Maciej Skorża

i

Autor: Cyfrasport Maciej Skorża

niezwykła sytuacja

Drużyna Macieja Skorży może być wściekła. Sędzia popełnił skandaliczny błąd, jak tam nie było karnego?!

2023-04-23 16:35

Maciej Skorża po nagłym i niespodziewanym odejściu z Lecha Poznań zdołał wrócić na ławkę trenerską. Jest jednym z niewielu polskich trenerów, którzy trenują zagraniczny zespół grający na co najmniej przyzwoitym poziomie rozgrywkowym. W ostatnim meczu Urawa Reds prowadzone przez Polaka tylko zremisowało z Kawasaki Frontale 1:1, ale mecz mógł potoczyć się inaczej, gdyby sędzia podyktował rzut karny dla Urawy, który wydawał się wręcz oczywisty.

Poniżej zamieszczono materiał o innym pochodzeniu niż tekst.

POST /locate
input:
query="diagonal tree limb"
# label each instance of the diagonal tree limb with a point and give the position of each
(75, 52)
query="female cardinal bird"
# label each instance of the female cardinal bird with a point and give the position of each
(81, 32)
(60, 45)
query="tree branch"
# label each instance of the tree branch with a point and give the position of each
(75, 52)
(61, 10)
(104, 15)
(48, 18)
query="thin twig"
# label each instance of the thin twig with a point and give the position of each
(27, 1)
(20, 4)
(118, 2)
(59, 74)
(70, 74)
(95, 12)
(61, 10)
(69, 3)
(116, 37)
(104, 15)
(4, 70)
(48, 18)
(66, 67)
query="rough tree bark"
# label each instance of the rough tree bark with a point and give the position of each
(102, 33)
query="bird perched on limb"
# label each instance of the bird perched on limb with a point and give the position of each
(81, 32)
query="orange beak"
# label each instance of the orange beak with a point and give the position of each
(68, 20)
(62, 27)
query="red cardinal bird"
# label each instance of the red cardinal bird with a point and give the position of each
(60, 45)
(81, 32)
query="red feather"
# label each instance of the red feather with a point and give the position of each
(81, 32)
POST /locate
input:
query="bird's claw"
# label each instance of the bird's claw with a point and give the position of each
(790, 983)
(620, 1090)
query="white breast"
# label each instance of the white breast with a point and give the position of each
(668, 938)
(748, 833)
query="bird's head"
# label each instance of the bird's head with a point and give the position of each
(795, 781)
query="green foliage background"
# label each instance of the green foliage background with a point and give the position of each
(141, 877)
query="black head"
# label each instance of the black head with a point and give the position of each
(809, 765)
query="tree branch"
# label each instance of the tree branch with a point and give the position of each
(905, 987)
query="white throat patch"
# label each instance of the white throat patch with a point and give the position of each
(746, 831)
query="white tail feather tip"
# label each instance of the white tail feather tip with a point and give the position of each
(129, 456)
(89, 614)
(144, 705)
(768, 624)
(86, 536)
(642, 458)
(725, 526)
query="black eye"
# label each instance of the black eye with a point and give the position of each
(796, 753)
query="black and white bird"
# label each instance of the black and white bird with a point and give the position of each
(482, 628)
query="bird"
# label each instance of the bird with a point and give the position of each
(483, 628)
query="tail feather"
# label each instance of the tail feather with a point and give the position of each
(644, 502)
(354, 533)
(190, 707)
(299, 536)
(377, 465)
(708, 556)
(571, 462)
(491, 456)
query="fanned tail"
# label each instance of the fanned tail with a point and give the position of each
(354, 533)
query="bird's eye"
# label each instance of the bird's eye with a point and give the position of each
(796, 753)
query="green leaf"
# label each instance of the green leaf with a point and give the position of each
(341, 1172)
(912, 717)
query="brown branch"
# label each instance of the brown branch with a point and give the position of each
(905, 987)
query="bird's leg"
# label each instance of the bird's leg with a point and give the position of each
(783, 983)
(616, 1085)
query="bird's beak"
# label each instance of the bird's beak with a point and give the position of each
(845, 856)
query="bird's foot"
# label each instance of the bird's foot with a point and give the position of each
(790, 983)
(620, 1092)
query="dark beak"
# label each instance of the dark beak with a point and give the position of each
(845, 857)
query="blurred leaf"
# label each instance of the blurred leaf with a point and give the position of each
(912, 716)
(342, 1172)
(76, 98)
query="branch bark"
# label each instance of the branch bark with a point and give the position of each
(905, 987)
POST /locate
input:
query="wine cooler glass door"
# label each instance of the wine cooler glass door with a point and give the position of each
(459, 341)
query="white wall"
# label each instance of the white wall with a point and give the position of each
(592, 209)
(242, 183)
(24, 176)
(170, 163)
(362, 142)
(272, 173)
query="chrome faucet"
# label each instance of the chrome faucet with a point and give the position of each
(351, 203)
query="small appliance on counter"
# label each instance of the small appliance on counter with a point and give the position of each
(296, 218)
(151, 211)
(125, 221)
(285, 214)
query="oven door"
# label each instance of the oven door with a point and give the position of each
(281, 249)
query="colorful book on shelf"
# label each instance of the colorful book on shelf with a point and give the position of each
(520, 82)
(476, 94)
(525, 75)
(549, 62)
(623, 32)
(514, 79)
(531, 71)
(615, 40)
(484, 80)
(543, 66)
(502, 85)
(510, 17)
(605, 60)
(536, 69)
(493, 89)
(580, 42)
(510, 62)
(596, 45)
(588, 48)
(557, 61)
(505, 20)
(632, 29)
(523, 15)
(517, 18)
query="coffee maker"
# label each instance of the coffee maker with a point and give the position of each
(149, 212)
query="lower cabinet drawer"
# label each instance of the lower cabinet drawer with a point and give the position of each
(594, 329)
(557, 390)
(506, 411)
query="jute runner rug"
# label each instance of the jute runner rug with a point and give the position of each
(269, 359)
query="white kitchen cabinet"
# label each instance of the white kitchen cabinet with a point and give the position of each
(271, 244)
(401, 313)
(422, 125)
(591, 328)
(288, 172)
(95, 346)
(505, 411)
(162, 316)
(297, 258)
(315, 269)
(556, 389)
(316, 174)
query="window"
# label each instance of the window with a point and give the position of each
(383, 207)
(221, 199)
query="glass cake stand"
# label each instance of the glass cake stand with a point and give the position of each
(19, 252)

Przypomnijmy, że po zdobyciu mistrzostwa Polski Maciej Skorża niespodziewanie odszedł z Lecha Poznań, co było tłumaczone problemami osobistymi. Wszystko wskazuje na to, że sytuacja życiowa polskiego trenera poprawiła się, bo kilka miesięcy temu zdołał wrócić na ławkę trenerską i to nie byle gdzie, bo w Urawa Reds, jednej z drużyn japońskiej J. League. Obecnie zespół Skorży radzi sobie bardzo dobrze, nie przegrał od 11 meczów i walczy o czołówkę ligi (obecnie zajmuje 4. miejsce po 9 kolejkach z dwoma punktami straty do lidera). Niewykluczone, że Urawa zrównałaby się nawet z Kobe, ale w meczu przeciwko Kawasaki Frontale sędzia nie podyktował dla zespołu Skorży rzutu karnego, który im się należał.

Wielka kontrowersja w meczu zespołu Skorży

Do kontrowersyjnej sytuacji doszło w 68. minucie meczu przy stanie 1:0 dla Kawasaki. Wówczas to Shinzo Koroki dopadł do odbitej piłki. Tę próbował wybić jeszcze Kota Takai, ale zamiast trafić w futbolówkę, to kopnął Korokiego. Mimo że wszystko działo się w polu karnym, a sędziowie oglądali tę sytuację na VAR przez parę minut, to ostatecznie arbiter główny nie zdecydował się na wskazanie na jedenastkę.

Ostatecznie Urawa Reds zdołała wyrównać w 81. minucie i mecz zakończył się wynikiem 1:1. Niewykluczone, że gdyby udało się strzelić bramkę wyrównującą szybciej, to drużyna Skorży zdołałaby wygrać, więc żal do sędziego wydaje się być naturalny.